We talked to Eric Twist, headmaster at the Great Heart Schools, which serves K-5 kids. He explained to FOX 10 how his administration would handle something like what happened in Connecticut.
"It's hard to absorb the tragedy… my initial thoughts as a parent was run down to my two kids in the classroom and hold them and grab them but of course, you immediately think about all the procedures you have in place and training you do and you hope that those are sufficient."
Twist says that some parents have already called him with concerns about safety features.
"We have had phone calls from families and we reminded them that we have lockdown procedures, we practice these procedures, we take teachers and students through drills at all schools, we have code words that tell our staff that we have an internal threat, an external threat."
What else are they telling parents to tell their kids?

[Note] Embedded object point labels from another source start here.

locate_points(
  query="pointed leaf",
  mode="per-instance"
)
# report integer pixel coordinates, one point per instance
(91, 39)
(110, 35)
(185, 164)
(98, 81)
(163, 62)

"We are telling them this is up to them to decide what is appropriate because of their child's age, and what they would feel comfortable as a family. We did not discuss it today as a school, we will not be discussing it, we don't believe it's appropriate for a school to bring this type of stories in the classroom."
What if a student mentions this in school and puts a teacher on the spot?
"I think in this case a teacher can express their grief or concern but immediately refer them back to their parents," says Twist.
"We really need to protect the sacredness of the classroom and let the classroom be the place where they are focusing on things other than awful tragedies like this one."
So how should parents explain to their kids what happened? We asked a child therapist for some advice on how to help kids cope in a time like this.
"Children need to be reassured that just because it happened over there doesn't mean that it's going to happen here, so as parents we may need to talk to the school," says Cesar Gamez, licensed professional counselor.
"About our child's school crisis response plan, maybe we need to educate our kids about the fact that they are safe, so I think that we need to open the doors to talk about feelings, whether it's anger or sadness, even confusion."
The counselor also says it's not just safety and gun control the country may need to address -- but also mental health issues that could have been involved in the shooting.
Gamez also says there needs to be discussion about behavioral health.